Миссис Дэллоуэй | страница 42



— Уже время, — сказала Реция.

Со слова «время» сошла шелуха; оно излило на него свои блага; и с губ, как стружка с рубанка, сами собой, белые, твердые, нетленные, побежали слова, скорей, скорей занять место в оде Времени — в бессмертной оде Времени. Он пел. Эванс отзывался ему из-за вяза. Мертвые в Фессалии, пел Эванс, средь орхидей. Там они выжидали конца войны. И вот теперь мертвецы, и сам Эванс…

— Бога ради, не подходите! — вскрикнул Септимус. Он не мог смотреть на покойников.

Но раздвинулись ветки. Человек в сером действительно шел прямо на них. Эванс! Но ни грязи, ни ран — он такой же, как был. Я возвещу это всем народам, кричал Септимус, подняв руку (а покойник в сером к нему приближался), подняв руку, как черный колосс, который веками одиноко горевал в пустыне о судьбах людей, зажав в ладонях лицо, все в бороздах скорби, но вот он увидел полосу света над краем пустыни, и она длилась вдали, и свет ударил в колосса (Септимус приподнялся со стула), и в прахе простерлись пред ним легионы, и в лицо безмерного плакальщика тотчас…

— Мне до того плохо, Септимус, — говорила Реция, пытаясь его усадить.

Миллионы стенали; веками скорбели они. Надо повернуться, сказать им, сейчас, сейчас он скажет про эту радость и благодать, про беспримернейшее открытие…

— Время, Септимус, — повторяла Реция. — Сколько сейчас?

Он бормотал, он весь дергался, тот господин, наверное, заметил. Он смотрел прямо на них.

— Сейчас я скажу тебе время, — произнес Септимус очень медленно, очень сонно и загадочно улыбнулся покойнику в сером. И тут пробило четверть — было без четверти двенадцать.
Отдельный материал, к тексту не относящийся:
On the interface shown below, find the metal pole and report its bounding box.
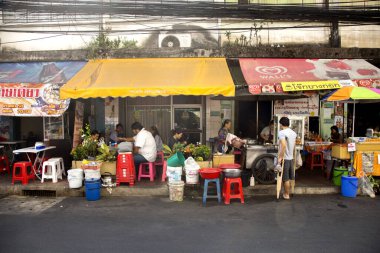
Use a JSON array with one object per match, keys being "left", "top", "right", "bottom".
[
  {"left": 256, "top": 100, "right": 259, "bottom": 140},
  {"left": 351, "top": 101, "right": 356, "bottom": 137}
]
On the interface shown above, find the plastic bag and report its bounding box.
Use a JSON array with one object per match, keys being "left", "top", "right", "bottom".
[
  {"left": 117, "top": 141, "right": 133, "bottom": 152},
  {"left": 249, "top": 175, "right": 255, "bottom": 186},
  {"left": 184, "top": 156, "right": 200, "bottom": 171},
  {"left": 359, "top": 174, "right": 375, "bottom": 198},
  {"left": 296, "top": 151, "right": 303, "bottom": 169},
  {"left": 185, "top": 156, "right": 200, "bottom": 184}
]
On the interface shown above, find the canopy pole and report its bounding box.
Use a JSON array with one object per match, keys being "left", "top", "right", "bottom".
[
  {"left": 256, "top": 100, "right": 259, "bottom": 140},
  {"left": 351, "top": 100, "right": 356, "bottom": 137}
]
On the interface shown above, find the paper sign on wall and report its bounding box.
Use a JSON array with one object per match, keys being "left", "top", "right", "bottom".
[{"left": 348, "top": 142, "right": 356, "bottom": 152}]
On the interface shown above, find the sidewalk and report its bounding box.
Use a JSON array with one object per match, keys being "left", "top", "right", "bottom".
[{"left": 0, "top": 168, "right": 340, "bottom": 198}]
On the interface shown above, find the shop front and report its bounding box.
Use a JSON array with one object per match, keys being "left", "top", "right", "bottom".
[
  {"left": 212, "top": 58, "right": 380, "bottom": 188},
  {"left": 0, "top": 61, "right": 86, "bottom": 168},
  {"left": 60, "top": 58, "right": 235, "bottom": 143}
]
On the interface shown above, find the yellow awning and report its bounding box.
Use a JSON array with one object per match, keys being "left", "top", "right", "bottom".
[{"left": 60, "top": 58, "right": 235, "bottom": 99}]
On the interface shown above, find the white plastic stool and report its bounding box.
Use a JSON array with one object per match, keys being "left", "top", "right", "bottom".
[
  {"left": 48, "top": 157, "right": 66, "bottom": 179},
  {"left": 41, "top": 161, "right": 62, "bottom": 183}
]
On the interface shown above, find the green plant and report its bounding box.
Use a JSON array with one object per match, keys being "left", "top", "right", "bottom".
[
  {"left": 184, "top": 144, "right": 211, "bottom": 161},
  {"left": 96, "top": 143, "right": 116, "bottom": 162},
  {"left": 70, "top": 145, "right": 87, "bottom": 161},
  {"left": 70, "top": 124, "right": 102, "bottom": 161},
  {"left": 162, "top": 142, "right": 185, "bottom": 159},
  {"left": 86, "top": 29, "right": 137, "bottom": 59},
  {"left": 367, "top": 175, "right": 380, "bottom": 188},
  {"left": 193, "top": 145, "right": 211, "bottom": 161}
]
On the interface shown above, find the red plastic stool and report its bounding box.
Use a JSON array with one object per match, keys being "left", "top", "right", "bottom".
[
  {"left": 154, "top": 151, "right": 167, "bottom": 182},
  {"left": 161, "top": 161, "right": 168, "bottom": 182},
  {"left": 138, "top": 162, "right": 156, "bottom": 182},
  {"left": 223, "top": 177, "right": 244, "bottom": 205},
  {"left": 307, "top": 151, "right": 324, "bottom": 170},
  {"left": 0, "top": 155, "right": 11, "bottom": 174},
  {"left": 32, "top": 156, "right": 50, "bottom": 174},
  {"left": 234, "top": 150, "right": 241, "bottom": 163},
  {"left": 116, "top": 152, "right": 135, "bottom": 186},
  {"left": 12, "top": 162, "right": 35, "bottom": 184}
]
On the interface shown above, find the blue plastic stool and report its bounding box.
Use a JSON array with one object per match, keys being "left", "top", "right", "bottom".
[{"left": 202, "top": 178, "right": 222, "bottom": 205}]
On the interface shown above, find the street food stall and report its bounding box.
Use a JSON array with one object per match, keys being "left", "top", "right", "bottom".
[
  {"left": 244, "top": 115, "right": 305, "bottom": 184},
  {"left": 349, "top": 137, "right": 380, "bottom": 177}
]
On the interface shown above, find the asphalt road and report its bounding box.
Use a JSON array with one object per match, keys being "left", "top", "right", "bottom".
[{"left": 0, "top": 195, "right": 380, "bottom": 253}]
Молодость называется, думал Питер Уолш, проходя. Устроить ужасную сцену (бедная девочка, кажется, сама не своя) и прямо с утра. И с чего бы? — гадал он. Что мог ей сказать этот молодой человек в пальто, чем довел он ее до отчаяния? Что у них, у бедняжек, стряслось? Оба такие потерянные, и в такое дивное утро? Самое забавное, когда возвратишься в Англию после пяти лет отлучки, по крайней мере вначале все видишь будто бы в первый раз; под деревом ссорится парочка; семейные сцены по паркам. Никогда еще не видел он Лондон таким привлекательным — тающие дали; роскошь; зелень; цивилизация — да, после Индии, думал он, ступая по траве.

Эта его восприимчивость, впечатлительность — конечно, сущее бедствие. В его-то возрасте перепады настроения, как у мальчишки какого-нибудь или даже скорей у девчонки; без всяких причин день — прекрасно, день — скверно; он просто счастлив, когда встретит хорошенькую мордашку, и положительно убит при виде страшилища. Конечно, после Индии тут в каждую встречную можно влюбиться. Свежесть какая; и даже самая бедненькая одета лучше, чем пять лет назад; да, на редкость удачная мода; длинные черные плащи; стройность; изящество; и потом — прелестный этот и, кажется, общий обычай краситься. У каждой женщины, даже самой почтенной, цветут на щеках нежные розы; губы как ножом вырезаны; локоны черны, как тушь; во всем расчет, искусство; да, безусловно имеют место какие-то перемены. И чем, интересно, теперь занята молодежь? — спрашивал себя Питер Уолш.